Here at Bassenthwaite Lake we are lucky enough to have a pair of ospreys breeding for the last 14 years. Ospreys are fish eating birds of prey with an enormous 5 ft wingspan and we are delighted that these magnificent birds of prey keep coming back to the Lake District. This year’s pair have settled in well and are hunting, fishing and importantly mating (!) producing 3 eggs which they are currently keeping warm.
The ospreys are simply fascinating to watch and the nest has a High Definition camera, with live pictures being sent to an exhibition area in the visitors centre at nearby Whinlatter Forest Park.
Whinlatter is well worth a visit to learn about all things Osprey and it also has some great walks and a lovely café for if you are feeling a bit peckish.
You can also combine a walk with viewing the Ospreys by visiting one of the two open air viewpoints at Dodd Wood, which lies almost opposite us here at the Pheasant across Bassenthwaite Lake.

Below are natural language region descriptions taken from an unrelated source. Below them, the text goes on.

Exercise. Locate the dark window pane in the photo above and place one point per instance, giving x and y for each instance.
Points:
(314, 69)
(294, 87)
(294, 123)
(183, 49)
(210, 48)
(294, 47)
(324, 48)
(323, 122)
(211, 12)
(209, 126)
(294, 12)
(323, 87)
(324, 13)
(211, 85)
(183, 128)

It’s easy to get to, just off the A591 and has parking, toilets and a café.
The lower viewpoint is open between 10am and 5pm daily and from here hopefully you will be able to see ospreys fishing over the lake and you may also see red squirrels and many varieties of woodland birds. The upper viewpoint, which is open 10.30am – 4.30pm daily, is half a mile further into the forest, and can be accessed via the forest road from the Lower Viewpoint. It takes about 30 minutes to walk, and is a steady climb, but is definitely worth the effort. There are volunteers and telescopes at the upper view point which afford excellent views of the nest itself, which is on the marsh about a kilometre away.
The ospreys are truly majestic birds and summed up perfectly in this quote from poet Henry David Thoreau:
“Its shrill scream seems yet to linger in its throat, and the roar of the sea in its wings. There is the tyranny of Jove in its claws, and his wrath in the erectile feathers of the head and neck. It reminds me of the Argonautic expedition, and would inspire the dullest to take flight over Parnassus.”